Aussetzung des Verfahrens nach § 148 ZPO wegen Vorlage an den EuGH

VerfahrensrechtZivilprozessrechtVorlageverfahren an den EuGHSonstig

KI-Zusammenfassung

Der BGH hat auf Antrag der Parteien und nach Anhörung das Verfahren gemäß § 148 ZPO ausgesetzt. Die Aussetzung erfolgt bis zur Entscheidung des Gerichtshofs der Europäischen Union über die Vorlage des Senats in dem Verfahren II ZR 193/22. Das Gericht folgt damit der Praxis, nationale Verfahren zur Klärung unionsrechtlicher Fragen zu suspendieren.
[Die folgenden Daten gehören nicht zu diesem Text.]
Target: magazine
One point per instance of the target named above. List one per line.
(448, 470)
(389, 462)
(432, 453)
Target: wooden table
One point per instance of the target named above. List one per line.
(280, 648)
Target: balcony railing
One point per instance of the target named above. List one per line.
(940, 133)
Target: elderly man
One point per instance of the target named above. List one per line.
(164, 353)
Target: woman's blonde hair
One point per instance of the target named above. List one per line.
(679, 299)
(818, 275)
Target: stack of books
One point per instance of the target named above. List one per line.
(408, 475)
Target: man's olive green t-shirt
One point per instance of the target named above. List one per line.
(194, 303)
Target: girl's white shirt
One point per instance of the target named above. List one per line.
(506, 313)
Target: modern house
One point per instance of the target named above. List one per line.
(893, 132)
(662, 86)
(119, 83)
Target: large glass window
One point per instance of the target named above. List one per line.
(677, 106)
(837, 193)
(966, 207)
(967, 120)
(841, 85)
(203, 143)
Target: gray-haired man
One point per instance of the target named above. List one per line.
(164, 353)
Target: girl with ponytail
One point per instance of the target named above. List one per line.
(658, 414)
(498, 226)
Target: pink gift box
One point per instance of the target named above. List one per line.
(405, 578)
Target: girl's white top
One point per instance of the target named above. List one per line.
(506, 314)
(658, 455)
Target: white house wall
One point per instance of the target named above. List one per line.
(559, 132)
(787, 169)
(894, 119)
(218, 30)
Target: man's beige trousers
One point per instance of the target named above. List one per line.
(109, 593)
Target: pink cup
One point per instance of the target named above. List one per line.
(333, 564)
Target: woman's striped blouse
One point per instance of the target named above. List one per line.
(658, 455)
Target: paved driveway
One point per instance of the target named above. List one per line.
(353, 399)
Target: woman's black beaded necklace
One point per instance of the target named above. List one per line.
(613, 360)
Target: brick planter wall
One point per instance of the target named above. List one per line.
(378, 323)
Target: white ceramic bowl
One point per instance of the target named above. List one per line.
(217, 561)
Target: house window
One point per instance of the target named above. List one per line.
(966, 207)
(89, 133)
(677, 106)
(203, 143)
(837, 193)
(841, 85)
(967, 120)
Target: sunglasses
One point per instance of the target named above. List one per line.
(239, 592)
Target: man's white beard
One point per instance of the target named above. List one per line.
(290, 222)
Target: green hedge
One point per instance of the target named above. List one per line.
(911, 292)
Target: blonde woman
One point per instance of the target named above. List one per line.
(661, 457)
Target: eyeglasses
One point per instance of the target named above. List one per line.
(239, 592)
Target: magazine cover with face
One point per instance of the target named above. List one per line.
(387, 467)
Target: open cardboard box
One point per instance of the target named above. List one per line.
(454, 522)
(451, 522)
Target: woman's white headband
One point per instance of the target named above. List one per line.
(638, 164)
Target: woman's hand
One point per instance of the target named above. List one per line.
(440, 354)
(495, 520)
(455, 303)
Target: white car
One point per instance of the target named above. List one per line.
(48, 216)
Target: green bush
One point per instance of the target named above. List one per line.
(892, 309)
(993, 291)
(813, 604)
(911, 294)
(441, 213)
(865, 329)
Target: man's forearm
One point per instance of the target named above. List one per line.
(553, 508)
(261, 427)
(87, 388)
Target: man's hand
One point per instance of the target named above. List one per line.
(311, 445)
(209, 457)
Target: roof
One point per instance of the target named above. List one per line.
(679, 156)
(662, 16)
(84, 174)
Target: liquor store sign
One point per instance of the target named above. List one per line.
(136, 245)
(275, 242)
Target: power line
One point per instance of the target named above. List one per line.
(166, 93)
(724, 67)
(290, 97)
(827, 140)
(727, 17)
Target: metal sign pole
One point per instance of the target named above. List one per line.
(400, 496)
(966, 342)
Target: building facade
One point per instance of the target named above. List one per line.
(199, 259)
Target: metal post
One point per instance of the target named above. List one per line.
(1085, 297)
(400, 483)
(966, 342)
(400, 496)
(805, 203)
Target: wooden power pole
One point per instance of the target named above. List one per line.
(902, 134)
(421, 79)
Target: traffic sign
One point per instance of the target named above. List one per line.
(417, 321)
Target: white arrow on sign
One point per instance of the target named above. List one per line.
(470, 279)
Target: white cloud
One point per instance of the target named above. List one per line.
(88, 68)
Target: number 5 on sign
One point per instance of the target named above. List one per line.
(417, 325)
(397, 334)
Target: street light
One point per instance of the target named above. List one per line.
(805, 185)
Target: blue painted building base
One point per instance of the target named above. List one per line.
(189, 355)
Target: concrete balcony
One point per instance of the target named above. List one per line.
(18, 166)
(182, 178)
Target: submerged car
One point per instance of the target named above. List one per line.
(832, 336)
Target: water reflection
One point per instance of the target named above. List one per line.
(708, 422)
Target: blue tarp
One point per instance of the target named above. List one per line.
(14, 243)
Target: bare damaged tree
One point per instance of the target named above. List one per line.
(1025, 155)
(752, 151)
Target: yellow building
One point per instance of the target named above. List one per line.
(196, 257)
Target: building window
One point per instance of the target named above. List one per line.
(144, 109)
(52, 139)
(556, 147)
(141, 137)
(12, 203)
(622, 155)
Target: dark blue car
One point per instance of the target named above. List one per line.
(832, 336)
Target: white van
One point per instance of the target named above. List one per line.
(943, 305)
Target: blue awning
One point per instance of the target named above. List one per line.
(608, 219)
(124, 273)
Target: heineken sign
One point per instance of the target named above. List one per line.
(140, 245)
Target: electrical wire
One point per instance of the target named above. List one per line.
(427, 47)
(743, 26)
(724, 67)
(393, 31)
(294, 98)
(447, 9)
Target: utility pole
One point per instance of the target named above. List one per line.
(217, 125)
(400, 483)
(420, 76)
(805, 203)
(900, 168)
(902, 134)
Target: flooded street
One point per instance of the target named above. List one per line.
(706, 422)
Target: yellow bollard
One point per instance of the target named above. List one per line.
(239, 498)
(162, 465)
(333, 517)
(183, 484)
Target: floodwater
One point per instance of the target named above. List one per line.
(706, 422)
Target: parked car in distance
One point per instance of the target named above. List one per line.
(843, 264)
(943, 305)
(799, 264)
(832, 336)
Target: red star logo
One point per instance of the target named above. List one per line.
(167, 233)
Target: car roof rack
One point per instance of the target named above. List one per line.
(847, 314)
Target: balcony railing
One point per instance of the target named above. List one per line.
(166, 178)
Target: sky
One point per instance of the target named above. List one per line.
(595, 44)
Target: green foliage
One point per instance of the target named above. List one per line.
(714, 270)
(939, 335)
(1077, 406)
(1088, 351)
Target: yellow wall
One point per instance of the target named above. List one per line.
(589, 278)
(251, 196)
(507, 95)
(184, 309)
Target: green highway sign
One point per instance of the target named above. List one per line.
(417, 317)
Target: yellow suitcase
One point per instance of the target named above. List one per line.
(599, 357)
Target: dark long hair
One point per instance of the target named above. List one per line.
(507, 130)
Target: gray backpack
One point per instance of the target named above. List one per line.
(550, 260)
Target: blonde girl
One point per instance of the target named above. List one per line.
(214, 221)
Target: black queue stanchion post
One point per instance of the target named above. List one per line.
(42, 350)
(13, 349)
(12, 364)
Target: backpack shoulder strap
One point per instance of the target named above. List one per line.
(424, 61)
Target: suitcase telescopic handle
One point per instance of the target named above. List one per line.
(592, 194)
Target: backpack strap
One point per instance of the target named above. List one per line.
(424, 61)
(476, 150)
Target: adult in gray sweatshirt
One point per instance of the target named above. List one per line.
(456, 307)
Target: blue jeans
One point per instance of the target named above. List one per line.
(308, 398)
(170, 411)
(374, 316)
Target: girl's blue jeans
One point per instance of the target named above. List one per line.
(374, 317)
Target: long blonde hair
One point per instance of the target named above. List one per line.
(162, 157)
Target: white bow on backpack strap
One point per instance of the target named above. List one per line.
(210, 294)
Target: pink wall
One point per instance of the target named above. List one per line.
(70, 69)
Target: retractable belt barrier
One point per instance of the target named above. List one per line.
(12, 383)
Ausgang: Verfahren auf Antrag der Parteien nach § 148 ZPO bis zur Entscheidung des EuGH über die Vorlagefrage ausgesetzt

Abstrakte Rechtssätze

1

Nach § 148 ZPO kann das Gericht das Verfahren auf Antrag und nach Anhörung der Parteien bis zur Entscheidung des Gerichtshofs der Europäischen Union aussetzen.

2

Die Aussetzung des Verfahrens ist geboten, wenn die Entscheidung der Vorlagefrage für die Entscheidung des nationalen Rechtsstreits von wesentlicher Bedeutung ist.

3

Ein Parteiantrag auf Aussetzung ist zu berücksichtigen, sofern die materiellen Voraussetzungen des § 148 ZPO vorliegen und das Gericht die Parteien zuvor anhört.

4

Bei anhängigem Vorlageverfahren an den Gerichtshof der Europäischen Union darf das nationale Gericht das Verfahren bis zur Vorabentscheidung aussetzen, soweit die Auslegung des Unionsrechts für die Entscheidung erforderlich ist.

Relevante Normen
§ 148 ZPO

Vorinstanzen

vorgehend OLG Karlsruhe, 14. November 2022, Az: 1 U 60/21

vorgehend LG Mannheim, 1. März 2021, Az: 24 O 92/19

Tenor

Das Verfahren wird nach Anhörung und auf Antrag der Parteien entsprechend § 148 ZPO ausgesetzt bis zu einer Entscheidung des Gerichtshofs der Europäischen Union über die Vorlage des Senats mit Beschluss vom 22. Oktober 2024 in dem Verfahren II ZR 193/22 (vgl. BGH, Beschluss vom 10. Mai 2022 - VIII ZR 149/21, juris Rn. 5, 14; Beschluss vom 28. März 2023 - VI ZR 225/21, ZIP 2023, 866 Rn. 8, 13).